Saving money with Regular Gas in your Premium car?...Better do the math. - kapgoals
http://autoglance.com/blog/view/9

======
johno215
Note that two out of eight (25%) cars saw a decrease in mpg when using premium
gasoline. Not a statistically strong correlation for using premium gas.
Probably a combination of varying driving styles and that octane is not
supposed to affect mileage for modern cars.[1]

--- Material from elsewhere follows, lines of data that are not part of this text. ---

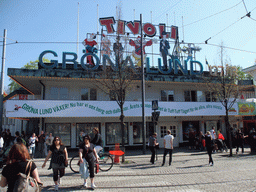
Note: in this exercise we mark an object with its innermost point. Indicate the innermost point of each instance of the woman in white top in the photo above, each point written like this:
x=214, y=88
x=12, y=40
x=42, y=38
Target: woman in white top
x=1, y=142
x=32, y=144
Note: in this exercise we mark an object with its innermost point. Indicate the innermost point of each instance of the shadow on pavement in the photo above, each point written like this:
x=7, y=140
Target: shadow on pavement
x=74, y=188
x=196, y=166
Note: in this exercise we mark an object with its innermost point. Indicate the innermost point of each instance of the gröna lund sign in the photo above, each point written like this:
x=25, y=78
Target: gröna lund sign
x=174, y=65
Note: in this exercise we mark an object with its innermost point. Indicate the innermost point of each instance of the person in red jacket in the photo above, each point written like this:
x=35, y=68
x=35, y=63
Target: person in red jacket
x=137, y=52
x=89, y=44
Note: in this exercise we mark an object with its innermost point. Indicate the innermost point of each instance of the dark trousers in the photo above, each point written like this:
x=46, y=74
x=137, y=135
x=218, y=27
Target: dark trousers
x=41, y=149
x=166, y=151
x=153, y=151
x=209, y=151
x=240, y=144
x=91, y=167
x=58, y=171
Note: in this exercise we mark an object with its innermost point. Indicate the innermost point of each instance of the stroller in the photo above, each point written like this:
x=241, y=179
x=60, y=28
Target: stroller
x=221, y=145
x=3, y=155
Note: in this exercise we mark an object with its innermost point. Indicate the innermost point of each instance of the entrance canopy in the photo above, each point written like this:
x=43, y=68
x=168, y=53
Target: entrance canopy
x=60, y=108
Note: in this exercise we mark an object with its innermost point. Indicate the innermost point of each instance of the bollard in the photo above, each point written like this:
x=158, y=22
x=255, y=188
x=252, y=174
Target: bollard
x=117, y=159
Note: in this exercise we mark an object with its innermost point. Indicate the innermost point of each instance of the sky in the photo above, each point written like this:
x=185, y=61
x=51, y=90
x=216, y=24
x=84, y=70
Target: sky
x=38, y=25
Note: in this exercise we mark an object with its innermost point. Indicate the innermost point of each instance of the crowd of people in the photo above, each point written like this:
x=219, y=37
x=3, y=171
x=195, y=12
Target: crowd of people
x=23, y=151
x=211, y=142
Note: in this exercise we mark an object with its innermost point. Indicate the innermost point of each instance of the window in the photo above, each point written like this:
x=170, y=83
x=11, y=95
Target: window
x=210, y=96
x=59, y=93
x=163, y=130
x=63, y=130
x=190, y=95
x=167, y=95
x=137, y=131
x=88, y=94
x=173, y=130
x=86, y=128
x=114, y=133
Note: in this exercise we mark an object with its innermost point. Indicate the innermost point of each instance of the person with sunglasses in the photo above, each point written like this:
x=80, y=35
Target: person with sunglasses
x=87, y=153
x=59, y=160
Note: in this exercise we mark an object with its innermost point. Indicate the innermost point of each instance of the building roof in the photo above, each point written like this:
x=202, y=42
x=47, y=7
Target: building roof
x=20, y=91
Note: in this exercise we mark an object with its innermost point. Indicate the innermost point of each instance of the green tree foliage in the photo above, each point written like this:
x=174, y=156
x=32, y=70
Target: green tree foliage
x=31, y=65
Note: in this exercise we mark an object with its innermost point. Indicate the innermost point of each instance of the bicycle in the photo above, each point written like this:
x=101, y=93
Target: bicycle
x=105, y=162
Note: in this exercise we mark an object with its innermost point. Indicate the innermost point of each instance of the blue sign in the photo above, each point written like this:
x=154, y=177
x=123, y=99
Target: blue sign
x=155, y=105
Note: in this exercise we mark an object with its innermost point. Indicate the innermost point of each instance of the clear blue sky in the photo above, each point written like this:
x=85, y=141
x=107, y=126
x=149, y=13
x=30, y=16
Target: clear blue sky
x=56, y=21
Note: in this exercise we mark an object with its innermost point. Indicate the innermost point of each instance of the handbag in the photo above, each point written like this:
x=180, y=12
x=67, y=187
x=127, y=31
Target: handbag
x=66, y=163
x=26, y=183
x=97, y=168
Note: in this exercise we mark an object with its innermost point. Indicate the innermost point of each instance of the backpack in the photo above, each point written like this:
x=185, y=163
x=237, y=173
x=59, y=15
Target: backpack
x=26, y=183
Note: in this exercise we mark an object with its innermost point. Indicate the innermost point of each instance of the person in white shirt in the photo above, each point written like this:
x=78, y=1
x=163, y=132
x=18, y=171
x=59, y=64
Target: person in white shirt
x=1, y=142
x=213, y=134
x=168, y=146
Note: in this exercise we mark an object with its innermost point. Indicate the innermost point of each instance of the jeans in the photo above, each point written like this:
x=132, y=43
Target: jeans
x=153, y=151
x=209, y=151
x=240, y=144
x=166, y=151
x=33, y=151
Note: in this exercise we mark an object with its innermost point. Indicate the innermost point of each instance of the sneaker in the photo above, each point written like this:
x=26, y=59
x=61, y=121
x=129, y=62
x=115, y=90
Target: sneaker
x=93, y=186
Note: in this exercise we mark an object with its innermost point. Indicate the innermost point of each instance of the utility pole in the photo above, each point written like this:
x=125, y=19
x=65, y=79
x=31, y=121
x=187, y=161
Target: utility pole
x=143, y=92
x=2, y=80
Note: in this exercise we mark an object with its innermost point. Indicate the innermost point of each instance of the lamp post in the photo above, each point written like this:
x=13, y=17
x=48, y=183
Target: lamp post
x=2, y=80
x=143, y=92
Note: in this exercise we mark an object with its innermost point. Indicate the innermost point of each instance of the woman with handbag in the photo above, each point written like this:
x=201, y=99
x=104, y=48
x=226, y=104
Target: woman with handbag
x=59, y=160
x=87, y=154
x=152, y=144
x=32, y=144
x=17, y=162
x=209, y=146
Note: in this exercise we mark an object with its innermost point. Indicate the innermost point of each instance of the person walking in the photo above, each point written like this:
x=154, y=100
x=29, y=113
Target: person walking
x=209, y=146
x=97, y=140
x=240, y=140
x=59, y=160
x=49, y=141
x=41, y=140
x=17, y=161
x=191, y=138
x=7, y=138
x=152, y=147
x=32, y=144
x=168, y=147
x=87, y=154
x=1, y=142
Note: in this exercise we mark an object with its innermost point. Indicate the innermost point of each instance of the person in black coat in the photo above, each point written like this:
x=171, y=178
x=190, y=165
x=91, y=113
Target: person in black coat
x=209, y=146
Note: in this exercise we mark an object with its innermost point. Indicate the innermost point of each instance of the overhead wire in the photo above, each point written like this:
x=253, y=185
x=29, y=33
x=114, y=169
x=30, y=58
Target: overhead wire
x=213, y=14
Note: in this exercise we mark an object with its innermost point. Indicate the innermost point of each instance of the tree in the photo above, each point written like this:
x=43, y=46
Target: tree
x=224, y=86
x=242, y=75
x=31, y=65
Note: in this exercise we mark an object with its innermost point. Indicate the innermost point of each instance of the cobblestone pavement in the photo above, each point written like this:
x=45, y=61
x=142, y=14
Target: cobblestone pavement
x=189, y=172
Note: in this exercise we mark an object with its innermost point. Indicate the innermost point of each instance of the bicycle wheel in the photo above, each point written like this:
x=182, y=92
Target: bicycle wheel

[1] <http://dsc.discovery.com/cars/top-10/car-myths/08.html>

------
bradleyland
This article doesn't really say much, does it? Averaging fuel consumption in
daily driving isn't a very good testing method because of variations in
conditions.

It's really not that difficult of a decision for me. According to the
engineers that designed and built my engine, I should use fuel rated at 91
octane or better. Why should I presume that I know better than those
engineers? Imagine if you, as an engineer, told a client they should not use a
particular technology because it is unsuitable. Then, imagine the client
flatly ignored your suggestion. That'd be pretty frustrating, right? So why do
that with the advice of automobile engineers?

------
michaelcampbell
My 1995 car (premium at the time) diesels horribly on the cheap stuff so I
don't use it; the cost of repair is probably going to overwhelm any savings,
given my driving habits.

Which I suppose is exactly his point; do the actual math. Don't step over
dollars picking up pennies.

------
shahoo
Why are there 2 Infiniti G 35's listed with opposing data? In the first case
you get better mileage with premium, the next one shows you get better mileage
with regular. This really makes all the data look very suspect.

------
signalsignal
Ah, weasel words I love thee: "...potential for long term damage..."